Una coltellata può mettere fine a quel sentimento distorto e disfunzionale? È possibile che ancora oggi, mentre fior fiori di psichiatri, psicologi, psicoterapeuti ma anche criminologi, diventano virali sui social raccontando la verità sulla gestione dei nostri sentimenti, c’è ancora chi crede che togliere la vita possa soddisfare quella sete di possesso? Sì, perché di questo si tratta.
«O sei mia o di nessun altro».
Così mi sento padrone di decidere della tua vita. Di accoltellarti mentre esci dall’università, mentre semplicemente vivi la tua vita senza di me.

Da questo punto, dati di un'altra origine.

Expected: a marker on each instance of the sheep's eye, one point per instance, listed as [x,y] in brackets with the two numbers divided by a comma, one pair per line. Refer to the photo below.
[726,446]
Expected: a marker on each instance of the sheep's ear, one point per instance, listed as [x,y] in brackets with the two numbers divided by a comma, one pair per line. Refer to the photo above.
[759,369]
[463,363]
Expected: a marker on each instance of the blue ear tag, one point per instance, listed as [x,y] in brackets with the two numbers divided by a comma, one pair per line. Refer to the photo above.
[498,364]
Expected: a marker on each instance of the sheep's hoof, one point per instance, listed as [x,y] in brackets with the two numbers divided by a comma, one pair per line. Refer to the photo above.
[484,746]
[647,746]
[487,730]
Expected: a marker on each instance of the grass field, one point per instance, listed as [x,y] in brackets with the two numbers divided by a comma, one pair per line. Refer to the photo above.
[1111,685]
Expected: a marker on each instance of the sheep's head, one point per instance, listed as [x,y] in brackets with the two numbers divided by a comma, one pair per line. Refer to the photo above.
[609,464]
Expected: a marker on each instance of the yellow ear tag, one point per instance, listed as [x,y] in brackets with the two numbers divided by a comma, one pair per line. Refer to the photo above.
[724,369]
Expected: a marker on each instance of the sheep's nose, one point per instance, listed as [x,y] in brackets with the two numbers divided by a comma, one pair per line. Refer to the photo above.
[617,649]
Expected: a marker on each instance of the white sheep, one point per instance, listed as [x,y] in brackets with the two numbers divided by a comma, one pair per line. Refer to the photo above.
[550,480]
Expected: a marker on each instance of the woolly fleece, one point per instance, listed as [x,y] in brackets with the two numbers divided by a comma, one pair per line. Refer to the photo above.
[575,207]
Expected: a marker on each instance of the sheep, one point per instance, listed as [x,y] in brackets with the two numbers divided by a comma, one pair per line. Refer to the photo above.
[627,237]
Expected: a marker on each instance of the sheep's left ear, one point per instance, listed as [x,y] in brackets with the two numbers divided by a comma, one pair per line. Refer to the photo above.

Inasprire le pene sul femminicidio, parlare e sensibilizzare su un reato ancora oggi in crescita, evidentemente non basta. È dell’animo umano che dobbiamo tornare a prenderci cura perché è evidente che qualcosa non sta più funzionando da tempo.
Una tragedia senza fine. Una, nessuna e centomila. E anche questa volta, dopo Giulia, tra qualche settimana dimenticheremo anche Sara. Fa schifo, ma è così. Lo sappiamo tutti perché viviamo ogni morte come se fosse lontana da noi. E non ci rendiamo conto di quanto ci stiamo sbagliando.
Sara domani potrei essere io, una mia amica, mia sorella, Sara domani potresti essere tu. E non esiste alcuna motivazione per cui girarsi dall’altra parte e fare finta di nulla sia giustificabile. L’orrore senza fine nei confronti delle donne non può essere più tollerato. Nessun uomo o, peggio ancora, ragazzo può più arrivare a pensare che una donna «sia cosa sua» tanto da decidere se possa vivere o debba morire. Nessuno può più restare in silenzio di fronte a quei reati sentinella che sanno tanto di stalking ma che puntualmente non vengono denunciati.
Una ragazza può anche non avere o trovare la forza di denunciare ma chiunque può farlo salvandola dal suo aguzzino che si cela sotto l’ombra di un amore malato.
Dovremmo insegnare l’amore, quello che fa rima con bellezza e non con morte. Quell’amore platonico che mette il bene dell’altro sopra ogni cosa. Quell’amore che sa di libertà, soprattutto quella di scelta.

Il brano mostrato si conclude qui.